The alignment of these benefits with the concerns that, according to Gartner, are recognised by the industrial sectors, paint a complete picture in terms of understanding the industrial interest in Big Data.
- Business Strategy with Big Data by sector (source: Gartner) -
We're going to get on well...Cybersecurity, ICS and Big Data
The centralisation of data obtained from different sources in one unique system makes it the objective of malicious cybercriminals trying to steal information. It will not be necessary to undertake a network analysis or to make the security of many different sources vulnerable. It will be enough to find a breach in the system where the Big Data software is used.
There are real cases where attackers have gained control of the system thanks to the exploitation of a vulnerability in the software used by Big Data.
Due to this, the application of best practice is advised, both to network segmentation and in patches reducing and the number of exploitable vulnerabilities within the network, paying special attention to the software used by Big Data.
Incidents such as that which took place at the water treatment plant in Maroochy, Australia, in which an ex-employee of the company repeatedly illegally accessed control of the sewage works system to tip litres and litres of waste water into rivers and parks, could have been avoided by using Big Data. By collecting all the access logs and information from other sources and searching for a pattern, the repeated access from outside the business system could have been detected. Furthermore, data collection and its analysis can aid the discovery of new gaps in security and help correct them.
It must not be forgotten that including a new collection system and analysis of information can initially have negative consequences in terms of cybersecurity.

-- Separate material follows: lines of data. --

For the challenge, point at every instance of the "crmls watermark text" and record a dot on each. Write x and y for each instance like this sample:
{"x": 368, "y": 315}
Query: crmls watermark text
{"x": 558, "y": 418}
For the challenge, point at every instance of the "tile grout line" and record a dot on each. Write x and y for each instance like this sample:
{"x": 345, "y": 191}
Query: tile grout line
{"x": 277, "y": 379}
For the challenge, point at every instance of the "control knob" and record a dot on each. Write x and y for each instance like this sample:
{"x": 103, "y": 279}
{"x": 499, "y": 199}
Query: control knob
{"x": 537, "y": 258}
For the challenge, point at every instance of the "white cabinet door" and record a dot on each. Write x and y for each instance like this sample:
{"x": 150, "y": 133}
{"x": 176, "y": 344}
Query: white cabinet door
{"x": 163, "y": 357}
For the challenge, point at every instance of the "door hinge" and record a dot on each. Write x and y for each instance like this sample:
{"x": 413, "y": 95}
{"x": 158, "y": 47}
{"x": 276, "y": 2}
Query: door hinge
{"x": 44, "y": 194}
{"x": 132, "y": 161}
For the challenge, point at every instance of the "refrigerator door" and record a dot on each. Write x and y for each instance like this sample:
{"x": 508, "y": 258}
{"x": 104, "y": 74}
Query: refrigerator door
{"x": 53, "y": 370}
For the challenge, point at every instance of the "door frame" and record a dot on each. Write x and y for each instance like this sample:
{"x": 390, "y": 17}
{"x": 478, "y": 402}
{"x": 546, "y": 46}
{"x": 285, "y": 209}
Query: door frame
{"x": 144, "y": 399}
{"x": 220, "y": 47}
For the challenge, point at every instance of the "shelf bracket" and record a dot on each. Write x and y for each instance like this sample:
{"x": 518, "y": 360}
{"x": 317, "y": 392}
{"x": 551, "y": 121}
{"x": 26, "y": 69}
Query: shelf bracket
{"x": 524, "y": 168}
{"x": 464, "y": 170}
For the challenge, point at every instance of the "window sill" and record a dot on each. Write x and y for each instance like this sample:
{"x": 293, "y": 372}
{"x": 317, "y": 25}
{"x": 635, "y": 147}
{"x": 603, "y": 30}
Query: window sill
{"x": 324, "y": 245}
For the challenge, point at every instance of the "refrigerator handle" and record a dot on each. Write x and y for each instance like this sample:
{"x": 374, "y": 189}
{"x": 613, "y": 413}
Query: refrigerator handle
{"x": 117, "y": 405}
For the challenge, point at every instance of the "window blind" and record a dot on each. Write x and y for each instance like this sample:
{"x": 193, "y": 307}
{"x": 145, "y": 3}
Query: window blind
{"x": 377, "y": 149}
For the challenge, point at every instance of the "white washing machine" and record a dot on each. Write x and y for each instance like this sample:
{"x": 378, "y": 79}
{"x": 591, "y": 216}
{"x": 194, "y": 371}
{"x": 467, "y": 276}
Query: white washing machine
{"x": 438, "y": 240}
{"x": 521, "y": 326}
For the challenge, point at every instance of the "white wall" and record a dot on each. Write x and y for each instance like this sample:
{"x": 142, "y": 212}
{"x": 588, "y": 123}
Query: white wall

Therefore, it must be carried out after a previous study and, if possible, be previously tested in a preproduction environment.
In some industrial environments, the collection of information is of vital importance, therefore incorporating tools that aid data processing, such as Big Data analysis, is always a good option provided the systems that host this software are found to be adequately protected to face intrusions searching for sensitive information on industrial processes.